You eat where you are.

I have spent the last few days playing with Tableau Public and will certainly continue. I downloaded the spreadsheet, mentioned in the last post, of the Food Environment Atlas data and used it as my source. The map is filtered to the tri-state area and the smallest level of detail is county. The graph is just what it looks like, states and their totals.

For this visualization I chose the data representing population that is classified as low income (from 2000 Census) who live greater than 1-mile from a grocery store (2006 data). Take a few minutes to explore the map and graph. You can manipulate the filters and mouse over dots for data. These were done fairly quickly to explore the Tableau Public interface and publishing features. You can certainly learn some things from this visualization, but it is just a different way of exploring one piece of the Food Environment Atlas' data.

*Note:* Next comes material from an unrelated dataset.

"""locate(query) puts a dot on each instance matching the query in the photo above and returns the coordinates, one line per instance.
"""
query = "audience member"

To get a better understanding of the importance of place and food access specific to the Chattanooga area, read the Ochs Center's report on Food Access and Price from last December. These types of indicators contribute to getting an overall picture of a community's health and is apropos to today's Chattanooga Times Free Press which features a map on the front page for their Heavyweight States piece focusing on the tri state area's adult obesity percentages. Take a look at it and compare it with other indicators on the Atlas.

NOTE: The Tableau Public tool is only a few weeks old and might not work with some versions of Safari. I have tested it in Chrome, Firefox, and IE and it seems ok.



1 comment:

  1. Map placement is a little off. Trying to tweak it. Also, I hope to have a new template up sometime.